A Tale of Two Elections

In Springfield, the voters have voted the wrong way:

As the votes were being counted, a group of opponents of the controversial E-Verify ordinance waited anxiously at a downtown bar.

Marla Marantz, an organizer with Citizens for a United Springfield, watched the results trickle in on a laptop computer on a table near the east wall of Ophelia’s Tapas & Wine Bar.

Mayor Jim O’Neal, who on Friday called the initiative “misguided,” checked his iPhone periodically for the latest results as he mingled with others gathered for the watch party.

And:

Marantz acknowledged she was emotional about the results.

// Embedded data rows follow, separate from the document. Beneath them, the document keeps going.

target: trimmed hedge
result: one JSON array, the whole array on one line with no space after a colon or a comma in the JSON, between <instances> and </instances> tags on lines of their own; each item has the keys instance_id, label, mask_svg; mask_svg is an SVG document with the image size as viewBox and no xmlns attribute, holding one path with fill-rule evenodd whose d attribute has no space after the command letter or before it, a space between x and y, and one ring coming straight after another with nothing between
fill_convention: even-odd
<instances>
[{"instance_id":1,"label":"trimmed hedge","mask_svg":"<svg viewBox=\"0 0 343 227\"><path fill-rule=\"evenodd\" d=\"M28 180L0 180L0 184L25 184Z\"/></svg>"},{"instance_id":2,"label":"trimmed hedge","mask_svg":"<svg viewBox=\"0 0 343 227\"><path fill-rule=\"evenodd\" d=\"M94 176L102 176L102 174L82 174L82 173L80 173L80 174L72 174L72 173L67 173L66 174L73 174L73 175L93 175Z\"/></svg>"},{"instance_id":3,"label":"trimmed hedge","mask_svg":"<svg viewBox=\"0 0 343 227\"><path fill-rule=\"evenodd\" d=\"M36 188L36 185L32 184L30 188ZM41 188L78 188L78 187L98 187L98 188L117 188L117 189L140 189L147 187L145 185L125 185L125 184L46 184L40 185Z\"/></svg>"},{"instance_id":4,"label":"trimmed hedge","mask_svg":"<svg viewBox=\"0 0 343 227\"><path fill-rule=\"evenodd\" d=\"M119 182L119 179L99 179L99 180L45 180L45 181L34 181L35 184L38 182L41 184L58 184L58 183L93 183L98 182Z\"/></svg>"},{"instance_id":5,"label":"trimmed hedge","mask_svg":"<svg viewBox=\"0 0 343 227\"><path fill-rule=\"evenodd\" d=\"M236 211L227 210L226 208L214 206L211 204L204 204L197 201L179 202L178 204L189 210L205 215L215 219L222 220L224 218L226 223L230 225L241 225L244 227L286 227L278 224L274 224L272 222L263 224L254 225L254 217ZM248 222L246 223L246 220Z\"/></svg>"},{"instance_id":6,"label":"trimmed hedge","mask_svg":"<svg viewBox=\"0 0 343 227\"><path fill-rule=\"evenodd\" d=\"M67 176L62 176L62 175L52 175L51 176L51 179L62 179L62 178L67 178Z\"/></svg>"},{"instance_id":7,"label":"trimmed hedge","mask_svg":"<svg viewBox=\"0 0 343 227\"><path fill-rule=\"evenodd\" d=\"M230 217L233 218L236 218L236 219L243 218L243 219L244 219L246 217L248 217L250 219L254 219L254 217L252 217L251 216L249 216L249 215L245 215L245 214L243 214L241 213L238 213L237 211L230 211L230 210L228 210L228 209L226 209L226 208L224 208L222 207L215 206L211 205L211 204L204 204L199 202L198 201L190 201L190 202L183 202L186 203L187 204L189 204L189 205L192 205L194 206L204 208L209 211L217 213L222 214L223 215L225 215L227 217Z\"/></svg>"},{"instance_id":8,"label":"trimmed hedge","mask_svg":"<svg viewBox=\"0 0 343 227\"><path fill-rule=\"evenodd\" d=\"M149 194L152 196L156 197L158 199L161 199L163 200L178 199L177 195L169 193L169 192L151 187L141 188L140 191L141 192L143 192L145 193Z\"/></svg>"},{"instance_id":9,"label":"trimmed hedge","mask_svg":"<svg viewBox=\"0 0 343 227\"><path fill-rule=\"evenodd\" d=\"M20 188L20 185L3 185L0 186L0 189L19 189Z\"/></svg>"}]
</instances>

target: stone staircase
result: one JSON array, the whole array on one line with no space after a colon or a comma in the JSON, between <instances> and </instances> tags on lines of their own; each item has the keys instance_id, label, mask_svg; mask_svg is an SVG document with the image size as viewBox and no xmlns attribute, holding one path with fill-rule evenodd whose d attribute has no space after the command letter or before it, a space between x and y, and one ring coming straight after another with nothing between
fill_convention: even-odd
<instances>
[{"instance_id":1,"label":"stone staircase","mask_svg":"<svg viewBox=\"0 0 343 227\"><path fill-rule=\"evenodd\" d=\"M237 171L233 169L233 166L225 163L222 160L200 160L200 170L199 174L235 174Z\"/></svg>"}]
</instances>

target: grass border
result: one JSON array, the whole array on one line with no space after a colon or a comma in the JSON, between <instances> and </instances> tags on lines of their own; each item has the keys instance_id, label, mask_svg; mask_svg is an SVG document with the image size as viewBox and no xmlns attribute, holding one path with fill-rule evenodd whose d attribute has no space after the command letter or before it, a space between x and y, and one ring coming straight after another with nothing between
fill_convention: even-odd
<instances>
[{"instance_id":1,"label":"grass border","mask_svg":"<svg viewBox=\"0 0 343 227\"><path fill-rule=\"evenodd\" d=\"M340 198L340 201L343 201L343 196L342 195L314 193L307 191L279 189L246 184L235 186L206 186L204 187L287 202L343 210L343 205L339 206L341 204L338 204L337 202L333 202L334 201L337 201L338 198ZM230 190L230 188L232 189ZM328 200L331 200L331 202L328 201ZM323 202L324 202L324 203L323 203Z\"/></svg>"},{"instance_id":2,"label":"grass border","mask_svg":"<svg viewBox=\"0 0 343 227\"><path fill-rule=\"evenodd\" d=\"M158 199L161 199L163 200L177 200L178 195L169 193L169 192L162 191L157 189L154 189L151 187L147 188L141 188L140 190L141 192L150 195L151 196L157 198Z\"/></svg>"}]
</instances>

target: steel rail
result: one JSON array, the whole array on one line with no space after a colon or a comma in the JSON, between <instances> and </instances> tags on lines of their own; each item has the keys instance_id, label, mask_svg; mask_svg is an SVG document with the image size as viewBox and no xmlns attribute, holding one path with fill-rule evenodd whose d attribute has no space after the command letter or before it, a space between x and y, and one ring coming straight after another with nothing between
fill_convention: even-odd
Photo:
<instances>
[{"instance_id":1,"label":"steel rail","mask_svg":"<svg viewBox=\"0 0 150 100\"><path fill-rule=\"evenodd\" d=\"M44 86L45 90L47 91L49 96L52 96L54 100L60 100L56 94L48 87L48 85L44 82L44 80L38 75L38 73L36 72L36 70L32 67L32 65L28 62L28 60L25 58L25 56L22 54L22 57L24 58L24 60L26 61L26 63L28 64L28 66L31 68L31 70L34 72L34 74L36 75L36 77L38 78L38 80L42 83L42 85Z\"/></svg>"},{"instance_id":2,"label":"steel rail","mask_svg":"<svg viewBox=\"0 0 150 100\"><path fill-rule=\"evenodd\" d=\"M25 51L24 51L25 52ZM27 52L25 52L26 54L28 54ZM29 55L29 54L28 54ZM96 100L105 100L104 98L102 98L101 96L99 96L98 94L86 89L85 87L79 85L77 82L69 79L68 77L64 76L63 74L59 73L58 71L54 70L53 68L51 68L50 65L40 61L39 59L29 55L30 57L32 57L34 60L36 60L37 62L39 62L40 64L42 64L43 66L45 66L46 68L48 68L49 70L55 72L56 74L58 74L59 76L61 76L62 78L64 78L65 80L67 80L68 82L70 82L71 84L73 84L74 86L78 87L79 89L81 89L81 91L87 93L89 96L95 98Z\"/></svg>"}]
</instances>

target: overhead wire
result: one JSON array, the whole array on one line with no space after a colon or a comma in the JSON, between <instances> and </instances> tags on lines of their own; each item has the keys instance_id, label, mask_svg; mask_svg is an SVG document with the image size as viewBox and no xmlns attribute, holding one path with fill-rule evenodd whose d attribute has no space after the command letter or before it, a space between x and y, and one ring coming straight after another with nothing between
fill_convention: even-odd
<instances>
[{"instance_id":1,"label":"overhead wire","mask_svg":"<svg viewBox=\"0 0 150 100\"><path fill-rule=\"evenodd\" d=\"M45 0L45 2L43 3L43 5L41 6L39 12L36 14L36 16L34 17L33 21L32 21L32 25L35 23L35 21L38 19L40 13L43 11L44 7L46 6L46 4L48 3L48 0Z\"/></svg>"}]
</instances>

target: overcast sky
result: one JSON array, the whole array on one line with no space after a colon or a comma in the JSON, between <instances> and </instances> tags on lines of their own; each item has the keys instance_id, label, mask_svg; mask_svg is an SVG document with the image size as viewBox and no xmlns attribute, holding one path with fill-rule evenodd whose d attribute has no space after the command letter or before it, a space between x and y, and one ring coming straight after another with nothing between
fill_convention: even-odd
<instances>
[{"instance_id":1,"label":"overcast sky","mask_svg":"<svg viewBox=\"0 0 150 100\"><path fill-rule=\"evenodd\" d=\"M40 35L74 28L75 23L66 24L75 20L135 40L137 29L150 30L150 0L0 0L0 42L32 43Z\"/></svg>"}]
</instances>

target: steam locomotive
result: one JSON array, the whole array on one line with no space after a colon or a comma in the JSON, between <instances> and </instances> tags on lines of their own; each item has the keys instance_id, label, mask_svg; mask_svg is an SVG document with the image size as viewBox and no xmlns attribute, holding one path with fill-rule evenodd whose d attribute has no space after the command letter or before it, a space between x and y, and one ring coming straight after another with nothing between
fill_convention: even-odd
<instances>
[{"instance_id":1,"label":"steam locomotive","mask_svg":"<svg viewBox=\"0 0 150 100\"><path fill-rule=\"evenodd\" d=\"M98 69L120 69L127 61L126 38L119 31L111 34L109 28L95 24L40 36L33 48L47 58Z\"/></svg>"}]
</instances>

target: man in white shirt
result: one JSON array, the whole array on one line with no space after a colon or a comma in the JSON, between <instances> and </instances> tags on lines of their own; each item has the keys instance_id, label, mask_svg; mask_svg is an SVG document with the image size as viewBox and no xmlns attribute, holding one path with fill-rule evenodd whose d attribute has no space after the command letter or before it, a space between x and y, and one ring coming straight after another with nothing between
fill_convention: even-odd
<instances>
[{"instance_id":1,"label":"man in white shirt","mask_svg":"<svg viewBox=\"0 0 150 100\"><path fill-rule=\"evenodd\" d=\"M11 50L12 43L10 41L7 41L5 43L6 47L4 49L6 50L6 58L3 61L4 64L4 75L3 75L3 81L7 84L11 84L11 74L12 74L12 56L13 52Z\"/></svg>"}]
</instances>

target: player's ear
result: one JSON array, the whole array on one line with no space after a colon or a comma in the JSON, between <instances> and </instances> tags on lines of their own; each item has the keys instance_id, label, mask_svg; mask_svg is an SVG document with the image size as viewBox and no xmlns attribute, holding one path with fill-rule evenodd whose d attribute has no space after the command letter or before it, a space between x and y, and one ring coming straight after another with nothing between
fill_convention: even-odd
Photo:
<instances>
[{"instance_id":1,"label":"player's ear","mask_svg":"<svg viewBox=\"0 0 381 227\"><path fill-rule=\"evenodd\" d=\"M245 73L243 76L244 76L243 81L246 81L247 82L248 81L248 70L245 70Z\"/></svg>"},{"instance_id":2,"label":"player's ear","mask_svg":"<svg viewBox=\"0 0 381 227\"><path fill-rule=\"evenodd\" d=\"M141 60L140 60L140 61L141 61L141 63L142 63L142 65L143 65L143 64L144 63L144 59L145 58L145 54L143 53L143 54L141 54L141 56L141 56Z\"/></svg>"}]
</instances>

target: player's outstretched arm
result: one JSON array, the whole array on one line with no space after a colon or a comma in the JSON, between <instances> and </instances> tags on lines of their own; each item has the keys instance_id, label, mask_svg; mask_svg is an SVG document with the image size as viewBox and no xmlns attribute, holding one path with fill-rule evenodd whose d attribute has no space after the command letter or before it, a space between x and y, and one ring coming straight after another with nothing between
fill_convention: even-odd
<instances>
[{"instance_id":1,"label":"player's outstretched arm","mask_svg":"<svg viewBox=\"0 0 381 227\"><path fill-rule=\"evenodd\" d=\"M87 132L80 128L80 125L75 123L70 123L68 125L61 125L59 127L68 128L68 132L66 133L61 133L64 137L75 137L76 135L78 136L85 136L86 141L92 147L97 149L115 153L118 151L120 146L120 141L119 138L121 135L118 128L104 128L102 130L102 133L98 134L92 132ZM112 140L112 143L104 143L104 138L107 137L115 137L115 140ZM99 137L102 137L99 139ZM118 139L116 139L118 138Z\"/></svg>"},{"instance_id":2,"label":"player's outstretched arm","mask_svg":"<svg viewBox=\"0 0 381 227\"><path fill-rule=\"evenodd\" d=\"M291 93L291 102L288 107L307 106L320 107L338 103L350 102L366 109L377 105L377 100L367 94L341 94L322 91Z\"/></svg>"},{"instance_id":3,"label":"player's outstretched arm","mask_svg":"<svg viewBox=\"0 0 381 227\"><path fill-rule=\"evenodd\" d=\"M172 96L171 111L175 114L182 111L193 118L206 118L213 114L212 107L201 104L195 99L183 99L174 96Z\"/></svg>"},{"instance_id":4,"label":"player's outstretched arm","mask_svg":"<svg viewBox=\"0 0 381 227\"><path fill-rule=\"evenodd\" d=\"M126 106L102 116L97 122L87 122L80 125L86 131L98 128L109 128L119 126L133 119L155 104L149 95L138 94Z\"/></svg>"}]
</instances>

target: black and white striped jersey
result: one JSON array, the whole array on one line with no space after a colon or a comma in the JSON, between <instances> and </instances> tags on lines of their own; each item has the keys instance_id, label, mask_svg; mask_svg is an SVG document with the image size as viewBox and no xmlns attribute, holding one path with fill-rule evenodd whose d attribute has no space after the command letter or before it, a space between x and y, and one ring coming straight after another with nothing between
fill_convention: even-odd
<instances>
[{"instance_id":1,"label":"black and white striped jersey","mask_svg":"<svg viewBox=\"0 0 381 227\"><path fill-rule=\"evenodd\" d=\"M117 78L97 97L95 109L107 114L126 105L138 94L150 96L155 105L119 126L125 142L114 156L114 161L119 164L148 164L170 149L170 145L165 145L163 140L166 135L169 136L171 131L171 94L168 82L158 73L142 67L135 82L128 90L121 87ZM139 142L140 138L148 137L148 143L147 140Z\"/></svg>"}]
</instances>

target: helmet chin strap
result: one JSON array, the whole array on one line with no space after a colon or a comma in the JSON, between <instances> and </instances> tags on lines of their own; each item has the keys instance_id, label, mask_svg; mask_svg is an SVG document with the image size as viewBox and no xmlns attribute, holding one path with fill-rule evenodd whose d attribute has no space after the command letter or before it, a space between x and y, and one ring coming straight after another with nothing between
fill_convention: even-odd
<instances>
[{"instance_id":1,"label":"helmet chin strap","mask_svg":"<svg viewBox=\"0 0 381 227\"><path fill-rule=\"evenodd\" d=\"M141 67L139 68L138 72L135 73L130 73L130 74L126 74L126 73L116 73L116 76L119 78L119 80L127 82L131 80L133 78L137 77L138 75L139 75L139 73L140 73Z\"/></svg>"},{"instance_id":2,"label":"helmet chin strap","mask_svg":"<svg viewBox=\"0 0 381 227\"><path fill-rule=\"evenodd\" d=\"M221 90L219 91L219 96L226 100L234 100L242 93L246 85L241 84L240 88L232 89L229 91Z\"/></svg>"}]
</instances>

“I care deeply about it,” she said. “I think people were misled about what the ordinance is really about.”

O’Neal acknowledged disappointment.

“How close this vote was demonstrates a great division in the community.”

“But the people have spoken,” he said.

O’Neal said he and city council are now in a “precarious position” – mandated to defend inevitable legal challenges.

O’Neal said taxpayers could now have to pay for “hundreds of thousands of dollars” to defend the measure in court. He cited parts of the ordinance believed to be problematic.

The measure would require employers in city of Springfield to check employee eligibility with a Federal program:

A petition-based ordinance requiring local employers to screen employees using the online E-Verify program passed by a narrow margin Tuesday, although how and when it will be enforced remains unclear.

“We’re pleased that the citizens of Springfield heard our message and agreed with us, but we temper the celebration with the knowledge that this is a contentious issue and people of good conscience can disagree,” said Jerry Wilson, a spokesman for the Ozarks Minutemen.

He said the group hopes both sides now will “put aside their differences and support the rule of law.”

“This has always been about one thing,” Wilson said. “You’re either eligible to work in the United States or you are not.”

Opponents conceded the loss Tuesday but said the fight against the ordinance isn’t over.

The 221 vote difference — less than 1.4 percent of the vote — is outside the 1 percent threshold for a recount. But Mayor Jim O’Neal, who came out strongly against the measure in the days before the election, said he expects the ordinance to be challenged in court.

Not so that you could tell in the radio advertisements that Citizens for United Springfield were running on election day, where the nature of the question was not discussed, but only the impact of the check on local businesses leading to fewer jobs in Springfield.

The election was close:

                                             VOTES PERCENT

City of Springfield Question 1
 YES  .  .  .  .  .  .  .  .  .  .  .  .     8,247   50.68
 NO.  .  .  .  .  .  .  .  .  .  .  .  .     8,026   49.32

How different that was from an election a year ago:

                                             VOTES PERCENT

City of Springfield Question 2
 YES  .  .  .  .  .  .  .  .  .  .  .  .    11,201   53.35
 NO.  .  .  .  .  .  .  .  .  .  .  .  .     9,795   46.65

Where was the mayor lamenting the lawsuits then? The concerns by the right-thinking crowd about the adverse impact on business? Not here:

Clean air won out over living free Tuesday in an election battle that had been defined as a showdown between public health and business rights.

Springfield voters approved a sweeping indoor smoking ban by a margin of 53 percent to 47 percent, setting the stage for all businesses in Springfield to be smoke-free by June 6.

“We’re glad to see people decided in favor of the health of the community,” said Carrie Reynolds, spokeswoman for the group, Clean Air Springfield, that had lobbied on behalf of the ordinance.

Opponents, meanwhile, said they intend to support businesses impacted by the ban and remain active through an inevitable legal challenge.

“We’ll basically be a lobbying group for them,” said Live Free Springfield Chairman David Myers.

In both cases, a tiny fraction of voters won a ballot-initiated election, but the reactions from the members of the city government itself are very different.